Peggy thought fast. “Well…just have Cathy give the list to Peggy at school tomorrow. That way you can spend your time getting everything together. You know that you and I cannot see one another without yammering on for hours.”

“Good idea,” agreed Mrs. Mill. “You think of everything, Meggie.”

“One more thing, Gloria,” Peggy quickly added, “Peggy’s grandfather, Mr. Peter Squiggy, would like to accompany her on this trip. Peggy is so close to him. She wouldn’t get homesick at all if he were with her. Do you think he can go as part of your family?”

“Mr. Squiggy? The school janitor is Peggy’s grandfather?” Mrs. Mill was aghast.

“Well, yes, Gloria, he is,” Peggy quickly explained. “Mr. Squiggy is my father. I can’t believe you did not know that.”

“Meggie, I thought your father was a scientist,” replied Mrs. Mill.

“He’s …. a retired scientist, Gloria,” Peggy told her. “He works as a janitor now so that he has something to do in his free time. I can’t believe that you didn’t know that! Haven’t you ever noticed the resemblance between the him and Peggy?”

“Now that you mention it, Gloria,” Mrs. Mill mused, “I have.
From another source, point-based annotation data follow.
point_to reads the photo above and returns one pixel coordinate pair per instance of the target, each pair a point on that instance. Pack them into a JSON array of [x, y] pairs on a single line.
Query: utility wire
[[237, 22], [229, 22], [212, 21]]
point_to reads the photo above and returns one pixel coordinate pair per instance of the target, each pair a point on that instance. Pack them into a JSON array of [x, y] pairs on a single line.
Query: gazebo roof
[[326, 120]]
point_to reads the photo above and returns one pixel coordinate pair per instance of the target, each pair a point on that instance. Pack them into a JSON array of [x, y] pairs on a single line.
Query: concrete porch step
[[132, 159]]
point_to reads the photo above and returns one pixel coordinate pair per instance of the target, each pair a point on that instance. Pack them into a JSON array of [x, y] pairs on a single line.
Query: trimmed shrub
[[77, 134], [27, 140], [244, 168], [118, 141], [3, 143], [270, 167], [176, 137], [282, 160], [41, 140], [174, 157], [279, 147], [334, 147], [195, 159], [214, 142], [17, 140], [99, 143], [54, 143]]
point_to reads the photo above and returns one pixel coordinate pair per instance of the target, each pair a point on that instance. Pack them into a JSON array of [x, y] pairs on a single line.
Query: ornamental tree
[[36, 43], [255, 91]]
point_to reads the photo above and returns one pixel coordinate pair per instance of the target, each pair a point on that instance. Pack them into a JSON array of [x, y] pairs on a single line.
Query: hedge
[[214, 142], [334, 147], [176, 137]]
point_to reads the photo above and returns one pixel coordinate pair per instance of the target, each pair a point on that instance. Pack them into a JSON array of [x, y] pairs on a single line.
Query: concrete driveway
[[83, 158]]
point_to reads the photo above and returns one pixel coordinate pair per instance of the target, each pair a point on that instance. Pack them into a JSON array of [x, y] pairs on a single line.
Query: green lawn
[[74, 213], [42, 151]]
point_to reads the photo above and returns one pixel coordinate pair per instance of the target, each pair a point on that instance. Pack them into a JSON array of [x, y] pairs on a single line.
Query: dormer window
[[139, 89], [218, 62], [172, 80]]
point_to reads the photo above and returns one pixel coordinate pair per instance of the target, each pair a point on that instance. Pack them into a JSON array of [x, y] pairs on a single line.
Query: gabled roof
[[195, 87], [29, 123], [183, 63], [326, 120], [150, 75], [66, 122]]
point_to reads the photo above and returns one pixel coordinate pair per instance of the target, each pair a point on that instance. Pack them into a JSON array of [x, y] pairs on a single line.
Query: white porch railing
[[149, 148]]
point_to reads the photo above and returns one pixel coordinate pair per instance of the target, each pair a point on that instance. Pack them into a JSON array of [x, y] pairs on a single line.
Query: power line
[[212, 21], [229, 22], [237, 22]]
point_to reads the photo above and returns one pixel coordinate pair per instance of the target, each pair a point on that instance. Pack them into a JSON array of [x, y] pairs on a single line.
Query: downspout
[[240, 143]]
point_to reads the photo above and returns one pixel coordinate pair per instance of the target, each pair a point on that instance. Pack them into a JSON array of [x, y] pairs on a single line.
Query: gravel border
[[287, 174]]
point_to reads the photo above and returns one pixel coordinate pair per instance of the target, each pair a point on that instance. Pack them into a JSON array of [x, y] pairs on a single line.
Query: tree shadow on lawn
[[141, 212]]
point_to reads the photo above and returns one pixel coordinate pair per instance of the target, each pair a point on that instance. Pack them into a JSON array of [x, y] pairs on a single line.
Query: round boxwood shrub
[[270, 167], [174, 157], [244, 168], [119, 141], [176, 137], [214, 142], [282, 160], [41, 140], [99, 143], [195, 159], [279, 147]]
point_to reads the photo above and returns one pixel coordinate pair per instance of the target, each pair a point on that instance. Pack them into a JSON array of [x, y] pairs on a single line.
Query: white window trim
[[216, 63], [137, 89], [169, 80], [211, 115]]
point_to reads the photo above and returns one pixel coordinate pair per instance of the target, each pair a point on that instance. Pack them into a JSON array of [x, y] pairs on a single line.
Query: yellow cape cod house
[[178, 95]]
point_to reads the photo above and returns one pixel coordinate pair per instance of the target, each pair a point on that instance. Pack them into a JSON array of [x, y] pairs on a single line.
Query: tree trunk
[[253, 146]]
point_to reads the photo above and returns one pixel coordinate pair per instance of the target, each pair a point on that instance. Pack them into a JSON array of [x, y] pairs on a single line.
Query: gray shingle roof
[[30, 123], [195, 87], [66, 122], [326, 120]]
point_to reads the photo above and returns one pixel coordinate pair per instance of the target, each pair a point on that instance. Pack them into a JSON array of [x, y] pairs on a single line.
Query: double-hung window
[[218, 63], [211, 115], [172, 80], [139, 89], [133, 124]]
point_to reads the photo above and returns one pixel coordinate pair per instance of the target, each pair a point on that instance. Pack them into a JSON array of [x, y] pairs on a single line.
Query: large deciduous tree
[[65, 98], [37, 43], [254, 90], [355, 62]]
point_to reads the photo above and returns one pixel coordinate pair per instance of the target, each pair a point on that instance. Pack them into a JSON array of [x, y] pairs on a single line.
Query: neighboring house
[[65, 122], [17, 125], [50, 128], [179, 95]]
Well, I am sure that a scientist, retired on not, will be welcome on this trip. We will be happy to sponsor him.”

“Thank you, Gloria,” Peggy crooned. “How will I ever repay you kindness?”

“That’s what friends are for, Meggie. Good night.” Mrs. Mill hung up the phone.
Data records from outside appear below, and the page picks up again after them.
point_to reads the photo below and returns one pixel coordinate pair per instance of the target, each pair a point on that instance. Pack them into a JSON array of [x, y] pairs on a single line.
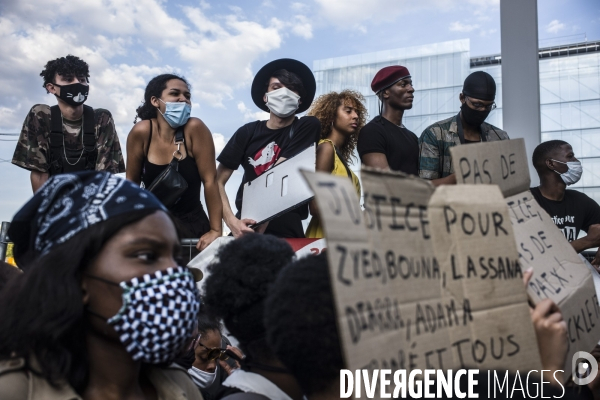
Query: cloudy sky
[[219, 45]]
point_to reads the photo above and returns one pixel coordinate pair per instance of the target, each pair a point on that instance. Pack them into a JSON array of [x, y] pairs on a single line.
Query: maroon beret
[[387, 76]]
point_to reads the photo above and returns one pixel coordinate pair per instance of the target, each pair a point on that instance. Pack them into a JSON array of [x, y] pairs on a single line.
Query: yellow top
[[315, 229]]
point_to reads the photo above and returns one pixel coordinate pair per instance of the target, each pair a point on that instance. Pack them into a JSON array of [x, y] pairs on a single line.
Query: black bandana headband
[[70, 203]]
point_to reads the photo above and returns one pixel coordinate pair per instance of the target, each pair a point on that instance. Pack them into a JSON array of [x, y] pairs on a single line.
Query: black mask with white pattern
[[74, 94], [158, 315]]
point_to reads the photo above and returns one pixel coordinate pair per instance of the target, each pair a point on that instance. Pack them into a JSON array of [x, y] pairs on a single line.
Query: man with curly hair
[[70, 136], [384, 142], [300, 319], [342, 116], [235, 292]]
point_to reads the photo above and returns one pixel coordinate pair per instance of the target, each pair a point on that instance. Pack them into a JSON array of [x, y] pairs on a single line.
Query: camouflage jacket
[[33, 148], [435, 143]]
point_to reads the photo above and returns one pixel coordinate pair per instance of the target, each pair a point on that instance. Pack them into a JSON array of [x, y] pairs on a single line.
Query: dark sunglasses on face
[[215, 352]]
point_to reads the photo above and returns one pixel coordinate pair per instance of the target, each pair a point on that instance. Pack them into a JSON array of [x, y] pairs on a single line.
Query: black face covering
[[74, 94], [472, 117]]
Great! thought Peggy. I will tell my parents that I’m just going for a sleepover with Cathy, but I’ll really be going with her and her family on the space shuttle. I’ll call Mr. Squiggy right away.

Mr. Squiggy was ecstatic. “I am so honored that your parents trust me enough to take care of you, Peggy. I promise that I won’t disappoint them.”

“I know you won’t, Mr. Squiggy,” Peggy assured him. “My parents think that you’re the best!”

“Wow!” Mr. Squiggy exclaimed. “And they haven’t even met me yet! I should come to your house tomorrow and thank them personally.”

“No need to do that!” Peggy hastily interrupted.. “They read all about you in the school paper.”

“They did?” Mr. Squiggy was astounded. “When was I in the school paper?”

“Gotta go, Mr. Squiggy!” Peggy screeched. “I’ve got a lot of packing to do.”

Oh my gosh! What am I doing? Peggy thought to herself after hanging up the phone. I’m going to cure my asthma, that’s what! There’s nothing wrong about that. My parents never said I couldn’t go. I’ll miss them, though. I really will. Peggy fell into a dead sleep. She had no worries at all.